Get ready for a new breed of thin client device that aims to be so flexible and cost-efficient that some are saying we could be seeing the last days of the tried-and-true PC in the enterprise.
Typical thin client approaches utilize a stripped down PC with just enough memory and storage to maintain network connectivity and launch operating systems and applications from a central server. The new generation goes to even further extremes.
Take, for instance, the solution from California start-up Pano Logic. The Pano is an all-hardware virtualization device that contains no software at all. No OS, no apps, not even a driver. It also has no storage, and uses virtual I/Os to maintain connectivity. You basically plug in your mouse, keyboard or other device to access a VMware virtual machine running Vista or XP.
The Pano connects to a central server running the Pano Management Server that manages the virtual environments being sent out to clients. Should an environment become unstable, the client device has a "Pano button" that automatically reboots a virtual machine. Future Pano buttons will be tied to specific functions, such as recalling data snapshots.
Also pushing the thin-client envelope is the Nivo, billed as an "ultra-thin" client by its British maker, Ndiyo, by virtue of its stripped-down architecture. Although still at the prototype stage, the Nivo is slated to provide low-cost computing services to developing nations. Again, there's no local storage and very little actual processing capabilities. But in this case, the central server can be another PC running the Nivo software on either Linux or Windows.
The idea that one PC could act as the server for many others appeals to more than just third-world users. A California firm called NComputing is taking the idea to U.S. educational systems with the Xtenda card. The card plugs into the host machine and connects to up to three "J boxes" that connect the keyboard, monitor and mouse for thin clients, at a cost of $210. Enterprise solutions include the L Series featuring a custom processor for Ethernet connectivity, and the X Series that uses PCI cards for connection over UTP cable.

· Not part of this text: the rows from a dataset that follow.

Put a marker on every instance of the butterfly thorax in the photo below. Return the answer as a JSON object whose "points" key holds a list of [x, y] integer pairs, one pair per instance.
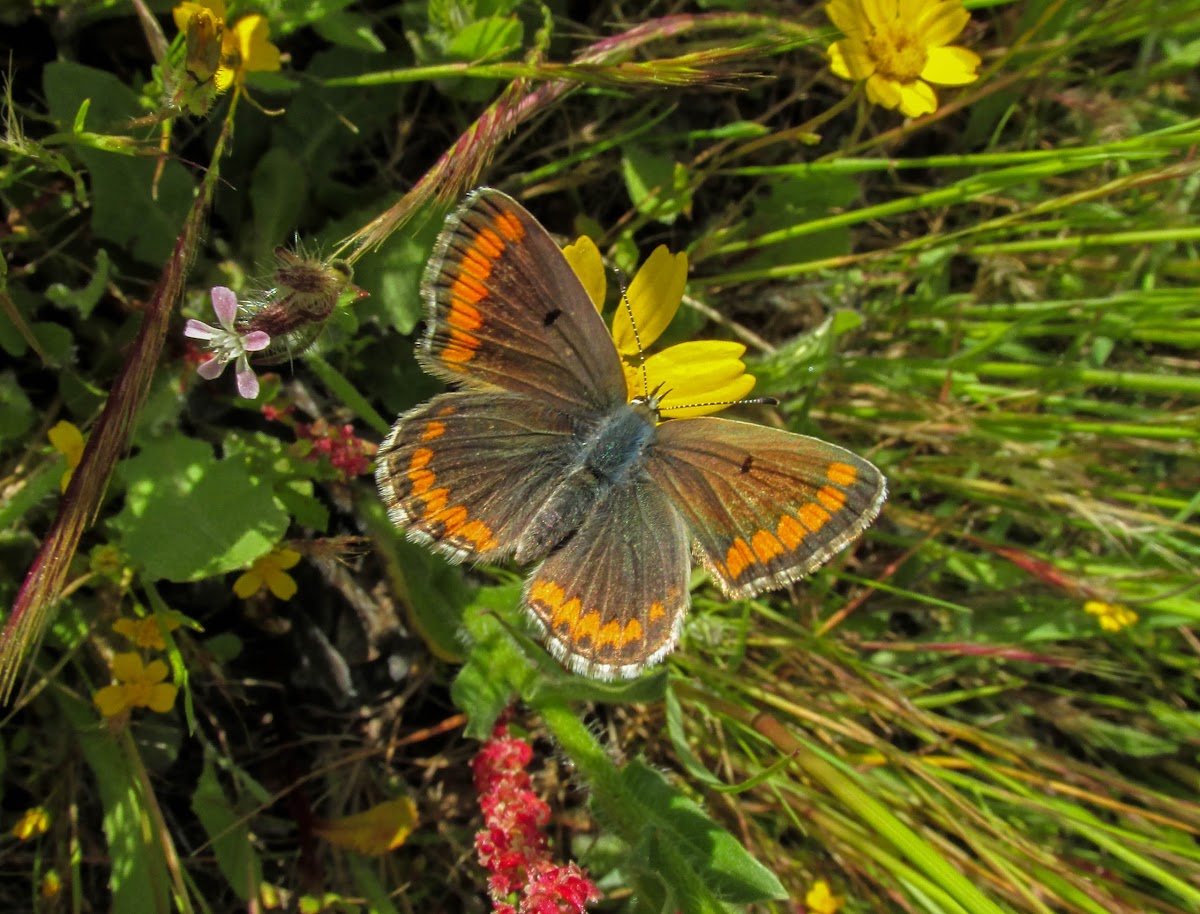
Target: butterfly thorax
{"points": [[610, 454]]}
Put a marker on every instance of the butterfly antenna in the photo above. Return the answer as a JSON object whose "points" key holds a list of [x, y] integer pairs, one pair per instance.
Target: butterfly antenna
{"points": [[748, 402], [637, 340]]}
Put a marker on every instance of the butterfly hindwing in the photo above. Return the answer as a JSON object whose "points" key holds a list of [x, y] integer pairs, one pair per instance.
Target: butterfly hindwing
{"points": [[611, 600], [763, 506], [467, 471], [507, 311]]}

While these new solutions do address the cost and complexity issues that have hampered thin client solutions in the past, it's still unclear whether they are enough to kick-start the market now that virtualization has at least made it viable again. The latency and performance problems that have arisen over thin client architectures are likely to be more acute with a client that's been stripped to the bare bones.
Still, at price points several hundred dollars less than a traditional one-PC-per-user approach, maybe not everyone in the enterprise needs to be kitted out for optimum performance after all.